If you are investing a lump sum of money, percentage based fees still work.
For example you might charge between 1%-3% of the money invested, depending on:
- The size of the amount invested.
- The value you have added to the client.
- The value the client perceives you have added.
- The time and effort it took to get the work done.
Other advisers I know charge hourly rates for implementation, or a flat fee agreed between them and the client. These are also perfectly sensible approaches to charging for implementation (although I’m not a huge fan of hourly rate charging per se).
In this part of the process you need to charge a fee that will cover all of your costs up to this point, and make you a profit. In your charging schedule you may wish to have a typical starting position and flex around it slightly on a case by case basis, depending on how the four factors outlined above interact.
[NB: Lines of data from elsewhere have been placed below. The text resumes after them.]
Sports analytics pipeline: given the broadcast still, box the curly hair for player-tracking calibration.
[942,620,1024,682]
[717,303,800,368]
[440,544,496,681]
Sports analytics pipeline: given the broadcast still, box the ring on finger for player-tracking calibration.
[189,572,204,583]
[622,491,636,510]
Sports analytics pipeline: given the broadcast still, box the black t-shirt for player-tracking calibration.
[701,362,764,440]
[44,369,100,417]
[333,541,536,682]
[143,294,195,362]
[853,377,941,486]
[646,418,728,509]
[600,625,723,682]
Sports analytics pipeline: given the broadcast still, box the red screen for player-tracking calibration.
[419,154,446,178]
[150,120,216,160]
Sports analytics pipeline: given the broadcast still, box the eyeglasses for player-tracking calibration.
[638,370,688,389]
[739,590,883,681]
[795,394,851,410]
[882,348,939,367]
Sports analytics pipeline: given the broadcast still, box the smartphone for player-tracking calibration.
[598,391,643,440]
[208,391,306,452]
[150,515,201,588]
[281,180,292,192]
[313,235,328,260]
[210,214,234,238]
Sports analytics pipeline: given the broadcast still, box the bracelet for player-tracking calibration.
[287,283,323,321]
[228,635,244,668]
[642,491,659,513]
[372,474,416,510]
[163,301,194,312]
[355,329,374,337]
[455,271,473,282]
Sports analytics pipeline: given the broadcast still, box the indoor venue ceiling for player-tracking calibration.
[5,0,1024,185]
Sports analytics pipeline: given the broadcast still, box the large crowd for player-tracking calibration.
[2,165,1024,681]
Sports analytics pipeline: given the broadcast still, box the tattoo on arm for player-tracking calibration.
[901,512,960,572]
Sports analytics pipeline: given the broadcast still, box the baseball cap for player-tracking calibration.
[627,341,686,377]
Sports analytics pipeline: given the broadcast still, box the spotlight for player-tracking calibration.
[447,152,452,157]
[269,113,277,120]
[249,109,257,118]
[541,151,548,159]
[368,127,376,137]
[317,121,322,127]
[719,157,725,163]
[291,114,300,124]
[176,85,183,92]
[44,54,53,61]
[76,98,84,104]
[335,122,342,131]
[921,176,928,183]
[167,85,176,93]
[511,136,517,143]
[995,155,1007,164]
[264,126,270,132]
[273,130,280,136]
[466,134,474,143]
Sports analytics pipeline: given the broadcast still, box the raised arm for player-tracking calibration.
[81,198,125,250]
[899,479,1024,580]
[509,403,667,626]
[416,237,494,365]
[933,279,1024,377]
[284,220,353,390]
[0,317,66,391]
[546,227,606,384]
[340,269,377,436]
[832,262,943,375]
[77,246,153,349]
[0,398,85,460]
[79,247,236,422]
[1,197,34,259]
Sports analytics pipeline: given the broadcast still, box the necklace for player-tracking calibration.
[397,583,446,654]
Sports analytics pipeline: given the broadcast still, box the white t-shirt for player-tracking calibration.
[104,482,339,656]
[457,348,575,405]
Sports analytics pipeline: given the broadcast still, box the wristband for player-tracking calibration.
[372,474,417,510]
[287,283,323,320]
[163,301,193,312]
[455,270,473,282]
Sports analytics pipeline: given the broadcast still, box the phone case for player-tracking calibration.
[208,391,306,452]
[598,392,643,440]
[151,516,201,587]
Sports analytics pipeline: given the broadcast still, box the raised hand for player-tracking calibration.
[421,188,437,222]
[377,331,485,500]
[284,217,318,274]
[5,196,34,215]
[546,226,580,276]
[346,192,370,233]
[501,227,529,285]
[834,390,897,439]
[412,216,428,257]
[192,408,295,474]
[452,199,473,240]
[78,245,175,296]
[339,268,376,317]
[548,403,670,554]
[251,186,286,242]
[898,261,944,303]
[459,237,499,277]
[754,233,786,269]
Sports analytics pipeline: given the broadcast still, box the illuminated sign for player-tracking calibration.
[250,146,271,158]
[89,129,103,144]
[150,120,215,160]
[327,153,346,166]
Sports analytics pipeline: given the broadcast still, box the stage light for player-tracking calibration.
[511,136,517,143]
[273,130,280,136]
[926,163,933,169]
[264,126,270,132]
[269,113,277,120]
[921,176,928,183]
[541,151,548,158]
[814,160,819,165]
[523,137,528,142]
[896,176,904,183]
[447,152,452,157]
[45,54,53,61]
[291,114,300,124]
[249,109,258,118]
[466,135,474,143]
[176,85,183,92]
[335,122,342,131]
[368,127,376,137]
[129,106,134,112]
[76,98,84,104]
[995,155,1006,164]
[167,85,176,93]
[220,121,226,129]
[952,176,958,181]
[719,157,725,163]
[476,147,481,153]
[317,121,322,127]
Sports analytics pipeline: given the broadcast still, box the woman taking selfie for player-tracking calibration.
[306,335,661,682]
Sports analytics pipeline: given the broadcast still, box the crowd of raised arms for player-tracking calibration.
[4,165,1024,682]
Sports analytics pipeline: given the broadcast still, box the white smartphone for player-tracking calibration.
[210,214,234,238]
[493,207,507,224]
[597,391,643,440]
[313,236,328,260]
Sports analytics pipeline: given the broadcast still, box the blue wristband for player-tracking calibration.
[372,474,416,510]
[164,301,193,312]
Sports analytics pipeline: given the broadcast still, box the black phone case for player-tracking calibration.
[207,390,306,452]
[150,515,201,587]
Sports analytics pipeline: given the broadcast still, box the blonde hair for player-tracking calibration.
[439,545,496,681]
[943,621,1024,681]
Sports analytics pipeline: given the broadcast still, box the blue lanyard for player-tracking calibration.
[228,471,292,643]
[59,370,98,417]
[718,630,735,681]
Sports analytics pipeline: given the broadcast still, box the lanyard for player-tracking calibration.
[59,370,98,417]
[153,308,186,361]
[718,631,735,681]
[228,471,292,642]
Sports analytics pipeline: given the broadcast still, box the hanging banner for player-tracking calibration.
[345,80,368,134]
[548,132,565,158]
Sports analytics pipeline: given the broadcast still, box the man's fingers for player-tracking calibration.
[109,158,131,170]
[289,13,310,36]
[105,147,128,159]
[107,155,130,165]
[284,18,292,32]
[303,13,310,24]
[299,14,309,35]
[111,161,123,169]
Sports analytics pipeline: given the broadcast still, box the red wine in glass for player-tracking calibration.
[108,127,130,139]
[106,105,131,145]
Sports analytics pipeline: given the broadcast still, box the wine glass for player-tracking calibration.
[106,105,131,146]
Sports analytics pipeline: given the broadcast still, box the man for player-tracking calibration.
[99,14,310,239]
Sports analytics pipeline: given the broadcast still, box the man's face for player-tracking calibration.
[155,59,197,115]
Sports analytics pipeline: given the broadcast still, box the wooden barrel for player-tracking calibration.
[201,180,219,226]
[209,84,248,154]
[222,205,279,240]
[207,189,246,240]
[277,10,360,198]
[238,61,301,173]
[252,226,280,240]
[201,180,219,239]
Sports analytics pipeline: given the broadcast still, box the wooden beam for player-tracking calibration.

If the work is insurance work that can still generate a commission payment, my advice is to take the commission payment in most circumstances, unless you feel that the amount you will be paid is out of all proportion to the time you’ve taken and the value you have added to the client. If there is an amount you feel is over the odds, you can offset it against future fees (like ongoing fees) or rebate some of it to the client. However, don’t sell yourself short on any of this work.
For example, a client arrives who is married with two children, debt, loads of expense and very little disposable cash flow. They require £750,000 of life insurance cover. You explain to them that they can go and buy it themselves dirt cheap from Tesco, but when they die the payout is likely to be taxed at 40% because it has not been properly structured (i.e. a cost of £300,000).
Alternatively, they can get you and your team to set it up properly using a trust structure to own the insurance policy. On death the full £750,000 will be available for the client’s family. In this situation the value added is £300,000. If the time taken is minimal, I have to be honest, I’m still comfortable with you taking a significant fee/commission for the job.
I really want you to charge for the value you add, not how long the job takes.